Those who know me fairly well, or know me over time, will know that I have strong political beliefs. Those who do not know me but have read recent pieces I have written may be surprised that I would talk politics when my brother is in hospice and his life weighs so heavily on my heart and soul.
My brother, the little brother of my family, is nine years older than me. I was born into a family of four brothers who were at various points between 9 and 18 years of age when I was born.

Summer of 1957: Roger, Nancy, Jim, Dave, and Max
Most of us do not consciously think about family as a concept much while we are young. Family, like so many essential elements of human life, is so integral to our identities that we do not, cannot, separate the concept from our very selves. As a deviant (yes I am one, and it is okay) a psychological only, an analytical observer from an early age, and an accidental after-thought to a family, I probably think about family in relationship to culture and identity more than most people.
Roger is the only brother I actually remember as a brother, as someone with whom I remember playing. Cops and robbers – I was the robber in jail (my crib,) – Cowboys and Indians, and so on in a litany of 1950s-influenced, early-1960s game variations.
These were profound and defining memories that distinguished him from my older brothers whom I loved, but who seemed more like what was probably more typical of an avuncular relationship.
His actions, viewed from a sisterly perspective, taught me the ways of the real world.
- My first political discussion was with him. I was probably about four or five years old and we were walking together up from the barnyard to chicken coop. The conversation topic was the Cold War and propaganda. I said something about how the Russians would find our farm to be a wonderful place. He laughed and said he didn’t think so.

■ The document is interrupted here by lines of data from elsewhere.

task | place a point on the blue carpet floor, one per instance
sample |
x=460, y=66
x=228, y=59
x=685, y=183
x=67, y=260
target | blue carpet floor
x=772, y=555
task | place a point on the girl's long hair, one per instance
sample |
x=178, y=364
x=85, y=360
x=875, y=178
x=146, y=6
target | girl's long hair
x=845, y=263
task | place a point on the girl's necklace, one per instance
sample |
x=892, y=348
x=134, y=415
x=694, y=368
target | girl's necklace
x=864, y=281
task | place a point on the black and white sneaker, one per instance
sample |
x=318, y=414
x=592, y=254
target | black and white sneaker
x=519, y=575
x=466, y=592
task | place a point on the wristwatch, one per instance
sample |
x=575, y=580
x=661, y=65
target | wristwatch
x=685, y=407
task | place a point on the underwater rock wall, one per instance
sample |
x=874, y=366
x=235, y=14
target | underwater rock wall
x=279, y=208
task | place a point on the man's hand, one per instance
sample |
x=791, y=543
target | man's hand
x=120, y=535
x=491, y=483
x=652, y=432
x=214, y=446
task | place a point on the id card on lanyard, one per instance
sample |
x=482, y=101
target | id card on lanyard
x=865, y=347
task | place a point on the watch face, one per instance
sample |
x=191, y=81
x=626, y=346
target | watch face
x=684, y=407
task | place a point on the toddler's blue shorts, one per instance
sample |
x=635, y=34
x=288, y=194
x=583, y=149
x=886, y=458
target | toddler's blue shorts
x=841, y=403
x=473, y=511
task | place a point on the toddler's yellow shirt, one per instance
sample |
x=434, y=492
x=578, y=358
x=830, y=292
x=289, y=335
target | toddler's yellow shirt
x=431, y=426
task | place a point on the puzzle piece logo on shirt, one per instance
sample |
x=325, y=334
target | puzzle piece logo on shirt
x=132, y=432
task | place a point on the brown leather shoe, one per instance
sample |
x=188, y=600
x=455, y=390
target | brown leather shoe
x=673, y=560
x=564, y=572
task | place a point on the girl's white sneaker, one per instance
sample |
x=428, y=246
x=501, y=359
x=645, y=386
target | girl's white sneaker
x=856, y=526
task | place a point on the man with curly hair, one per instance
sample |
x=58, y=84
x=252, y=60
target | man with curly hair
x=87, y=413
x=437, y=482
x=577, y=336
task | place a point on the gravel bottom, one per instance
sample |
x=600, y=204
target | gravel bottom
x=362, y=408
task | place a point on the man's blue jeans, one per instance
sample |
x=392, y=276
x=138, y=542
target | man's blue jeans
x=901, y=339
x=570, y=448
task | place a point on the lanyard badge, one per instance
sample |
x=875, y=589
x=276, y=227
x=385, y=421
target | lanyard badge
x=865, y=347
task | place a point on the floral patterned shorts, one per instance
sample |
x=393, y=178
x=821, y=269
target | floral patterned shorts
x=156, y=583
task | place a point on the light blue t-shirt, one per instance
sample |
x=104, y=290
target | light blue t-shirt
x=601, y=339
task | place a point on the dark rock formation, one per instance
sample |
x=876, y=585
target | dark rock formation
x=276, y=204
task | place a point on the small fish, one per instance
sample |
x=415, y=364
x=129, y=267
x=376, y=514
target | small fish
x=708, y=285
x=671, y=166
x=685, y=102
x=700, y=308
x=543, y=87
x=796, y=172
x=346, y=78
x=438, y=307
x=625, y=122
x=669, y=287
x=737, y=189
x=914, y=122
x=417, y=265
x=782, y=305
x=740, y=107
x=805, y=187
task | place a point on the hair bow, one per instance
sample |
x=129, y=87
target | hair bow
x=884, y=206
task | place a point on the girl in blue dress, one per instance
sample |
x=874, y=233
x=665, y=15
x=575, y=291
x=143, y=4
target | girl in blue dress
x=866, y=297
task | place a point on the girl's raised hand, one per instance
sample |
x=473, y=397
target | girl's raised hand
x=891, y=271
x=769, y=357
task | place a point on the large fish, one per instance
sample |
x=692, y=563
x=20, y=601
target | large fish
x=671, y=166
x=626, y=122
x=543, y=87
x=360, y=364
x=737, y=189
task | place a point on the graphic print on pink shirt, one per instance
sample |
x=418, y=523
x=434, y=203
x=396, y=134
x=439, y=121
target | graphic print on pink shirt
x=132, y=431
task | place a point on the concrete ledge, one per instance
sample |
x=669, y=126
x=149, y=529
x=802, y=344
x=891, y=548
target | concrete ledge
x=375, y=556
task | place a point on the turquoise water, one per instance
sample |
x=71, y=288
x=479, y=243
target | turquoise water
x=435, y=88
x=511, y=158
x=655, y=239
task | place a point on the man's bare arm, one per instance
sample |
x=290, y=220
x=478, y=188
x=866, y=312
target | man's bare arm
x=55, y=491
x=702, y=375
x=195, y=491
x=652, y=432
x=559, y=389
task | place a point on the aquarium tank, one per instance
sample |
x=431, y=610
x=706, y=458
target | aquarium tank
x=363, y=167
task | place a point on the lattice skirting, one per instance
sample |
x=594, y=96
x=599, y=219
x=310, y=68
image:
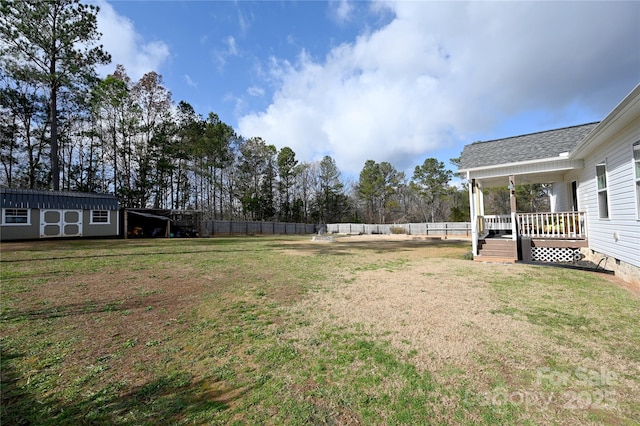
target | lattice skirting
x=555, y=254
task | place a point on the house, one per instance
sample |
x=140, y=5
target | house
x=30, y=214
x=594, y=175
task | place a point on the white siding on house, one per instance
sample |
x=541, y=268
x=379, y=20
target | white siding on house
x=619, y=235
x=560, y=197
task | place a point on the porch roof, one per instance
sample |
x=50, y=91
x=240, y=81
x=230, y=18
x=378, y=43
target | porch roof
x=549, y=145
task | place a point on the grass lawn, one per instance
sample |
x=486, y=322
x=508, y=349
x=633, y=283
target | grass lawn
x=283, y=330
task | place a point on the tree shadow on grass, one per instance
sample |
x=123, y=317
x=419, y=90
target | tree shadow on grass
x=170, y=399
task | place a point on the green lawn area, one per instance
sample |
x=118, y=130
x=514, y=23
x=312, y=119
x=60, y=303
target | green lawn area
x=283, y=330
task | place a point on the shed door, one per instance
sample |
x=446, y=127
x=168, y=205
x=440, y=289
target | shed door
x=60, y=223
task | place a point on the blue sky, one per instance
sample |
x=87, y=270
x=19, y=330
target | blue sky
x=387, y=81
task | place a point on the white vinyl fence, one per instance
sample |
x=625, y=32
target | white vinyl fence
x=232, y=227
x=440, y=228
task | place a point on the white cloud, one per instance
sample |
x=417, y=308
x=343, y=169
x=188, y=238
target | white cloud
x=230, y=50
x=189, y=81
x=341, y=10
x=126, y=46
x=442, y=71
x=255, y=91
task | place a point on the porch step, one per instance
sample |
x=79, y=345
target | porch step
x=497, y=248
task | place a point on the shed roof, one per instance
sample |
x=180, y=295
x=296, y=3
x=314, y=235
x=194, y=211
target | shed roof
x=33, y=199
x=529, y=147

- My first awareness of global politics rending apart personal lives was with him. In 1968 he walked across a street in Hue and the television screens of a hundred thousand homes, including mine, on the nightly news, helmetless, mustached, with an M14 slung over his shoulder.
- My first awareness of police targeting of individuals was when I was in high school and the local cops began a decades long vendetta to jail him, one of those purportedly whacked out vets, for pot.
- I first kept silent about personal assault when I was sexually assaulted when I was 15. I could not let anyone know because I knew he that if he knew, he would kill the rapist and I did not want my brother to be executed or serve life in prison.
War, a needless war against an ideological boogeyman, communism, half-way around the world from where we lived, sliced and diced his flesh like so much meat. It hurt and hardened his psyche in a way that still breaks my heart. He was the last soldier out of Khe Sanh, horrifically wounded there during the first week of August, in 1968, six weeks after the official end of the battle.
Through him I learned that countries and the economies in which those countries operate use the children of the poor, the underclass (whether through conscription or the economic draft) as cannon fodder and regard us as little more than slaves and sub-humans. I see everything from taxation, in which we are taught to use the phrase “income tax” when we refer to wage taxes (to the exclusion of taxes on making profit from money, which is what income is) to election law and the Citizens United Supreme Court decision (talk about double speak!) that grants corporations, and the families they serve, the rights of individuals with none of the responsibilities, through this lens.
The pain and horror my brother suffered, because of war, impacted my family and all we were and are, and all we did and do, since the the late 1960s.
Women, the mothers-sisters-wives-daughters of the warriors who fight for the ruling classes and corporations, are the ones who must change our culture. The price the workers and soldiers pay to preserve a society that cares nothing for them is a high one. The price is the destruction and permanent underclass status of the families we women build and nurture.
My brother taught me this. It is political. It is personal.